Aujourd’hui, serrer la main c’est un geste officiel que nous faisons dans des contextes formels, avec lequel nous nous présentons pour la première fois ou avec lequel nous stipulons des accords dans des contextes diplomatiques. Ce qui nous semble être une action habituelle a en réalité des origines très anciennes: la poignée de main, même dans des contextes différents, a toujours apporté avec elle un sous-texte de respect, paix et échange honnêtequi caractérise également l’utilisation actuelle du geste comme un salut bienveillant d’accueil et d’égalité.
Il y a environ 5 000 ans, les rois assyriens et babyloniens se serrèrent la main en signe de allianceles Romains le faisaient à l’occasion de échanges d’hospitalité et comment symbole de mariage. A partir du Moyen Âge, la poignée de main prend le dessus valeur légale officielle pour conclure des contrats de différents types – et ont servi à démontrer que la main droite était désarmée. Ce sont alors officiellement les Quakers – qui au XVIIe siècle rejetaient les hiérarchies ecclésiastiques – qui transformèrent la poignée de main en une vraie salutation entre égauxsens également adopté lors de la Révolution française et nous est parvenu.
Se serrer la main dans l’Antiquité, un symbole rituel de respect

Les premières représentations dans lesquelles est noté le geste de serrer la main remontent à plus de 5 000 ans : l’iconographie deMésopotamie ancienne nous montre divinités et dirigeants serrer la main comme symbole d’égalité et de respect. Par exemple, au Musée de l’Irak, le musée national de l’Irak à Bagdad, est conservé ce que l’on pense être « la plus ancienne poignée de main de l’histoire» : il s’agit d’un bas-relief assyrien qui montre le roi Salmanazar III serrant la main du dirigeant babylonien Marduk-zakir-shumi I pour établir une alliance.
Un autre témoignage ancien de la poignée de main est la stèle située dans le sanctuaire de Nemrut Dağı, en Turquie, qui représente le roi Antiochus Ier (IIe siècle avant JC) serrant la main d’Hercule, en signe de alliance et respect entre un dirigeant humain et un demi-dieu.
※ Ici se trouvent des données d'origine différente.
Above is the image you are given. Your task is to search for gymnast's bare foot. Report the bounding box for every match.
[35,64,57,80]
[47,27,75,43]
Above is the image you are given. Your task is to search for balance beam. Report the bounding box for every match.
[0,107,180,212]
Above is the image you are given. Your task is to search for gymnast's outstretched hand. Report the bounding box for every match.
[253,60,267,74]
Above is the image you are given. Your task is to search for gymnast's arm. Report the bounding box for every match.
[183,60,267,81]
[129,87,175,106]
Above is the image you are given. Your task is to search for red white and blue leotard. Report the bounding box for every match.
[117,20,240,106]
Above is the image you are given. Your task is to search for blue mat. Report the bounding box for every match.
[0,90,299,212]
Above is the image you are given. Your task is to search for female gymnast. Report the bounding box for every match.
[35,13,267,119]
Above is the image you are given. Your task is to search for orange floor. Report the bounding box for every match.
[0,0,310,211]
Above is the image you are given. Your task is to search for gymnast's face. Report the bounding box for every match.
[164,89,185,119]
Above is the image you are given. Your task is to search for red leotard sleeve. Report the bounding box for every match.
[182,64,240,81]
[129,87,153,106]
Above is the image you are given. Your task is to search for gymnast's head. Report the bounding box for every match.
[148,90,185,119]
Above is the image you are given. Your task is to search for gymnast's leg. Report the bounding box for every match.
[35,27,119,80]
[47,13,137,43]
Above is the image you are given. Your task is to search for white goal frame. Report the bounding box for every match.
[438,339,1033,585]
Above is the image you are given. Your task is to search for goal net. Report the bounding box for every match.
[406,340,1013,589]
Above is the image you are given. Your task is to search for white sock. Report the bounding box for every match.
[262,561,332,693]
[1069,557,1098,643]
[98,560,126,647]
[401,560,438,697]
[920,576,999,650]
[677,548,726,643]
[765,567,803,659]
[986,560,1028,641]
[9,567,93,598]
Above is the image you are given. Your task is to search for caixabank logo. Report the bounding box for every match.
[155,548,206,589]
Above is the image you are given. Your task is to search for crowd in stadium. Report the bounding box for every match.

La poignée de main en Grèce et à Rome, une pratique d’alliance et d’échange apaisé
D’abord dans la Grèce antique puis dans la Rome antique, la poignée de main – en latin dexiose ou dextrarum ionctionQu’est-ce que ça veut dire joindre les mains – conserve le sens de conclure des alliances et des accordset fait partie de rituels sociaux tels que le mariage. En effet, lors du rituel, les époux joignaient les mains, scellant ainsi leur union.
La poignée de main était pratiques également dans le secteur de l’hôtellerie: des objets tels que le carte d’hospitalisationune véritable « tuile » en bronze, ivoire, os ou autre matériau, sur laquelle est posé un poignée de main. Lors de l’échange de la carte, l’hôte et le voyageur avaient conclu leur accord échange pacifique de prestations.
Se serrer la main prend donc de plus en plus de place le sens du respect et du salut de l’alliance: si vous vous serrez la main, vous êtes d’accord, vous êtes alignés, vous vous respecterez et vous chérirez la vie de chacun, un concept qui vaut aussi bien dans le mariage que dans l’hospitalité.
La poignée de main devient un geste officiel de salutation et d’accord
Depuis le Moyen Âge la poignée de main, appelée toucher la mainest devenu un geste ayant une valeur juridique : serrer la main est destiné à toutes fins pratiques conclure un accord commercial, une alliance.
Se serrer la main, bref, c’était comme stipuler un contrat verbal: cette valeur s’est maintenue au fil des siècles, et a amené la poignée de main à prendre un sens plus populaire de geste à accomplir lorsqu’on est en accord avec son interlocuteur.
Par la suite, en Angleterre puis en Amérique au XVIIe siècle, je Quakers – Mouvement chrétien qui se distingue par l’absence de dogmes et de sacrements, basé sur le contact personnel et intérieur avec Dieu – a adopté la poignée de main comme forme égalitaire de salutation. Précisément parce qu’ils ne reconnaissaient pas les dogmes et les hiérarchies, les Quakers ont choisi le « toucher des mains » comme signe d’égalité sociale et de prédisposition à l’échange.
C’est alors avec le Révolution françaiseà la fin du XVIIIe siècle, que la poignée de main est devenue pratiquement un geste « populaire » : les révolutionnaires l’ont adopté – en opposition à s’incliner – ce qui indiquait la soumission, comme expression de l’égalité et de la fraternité quand nous nous sommes rencontrés.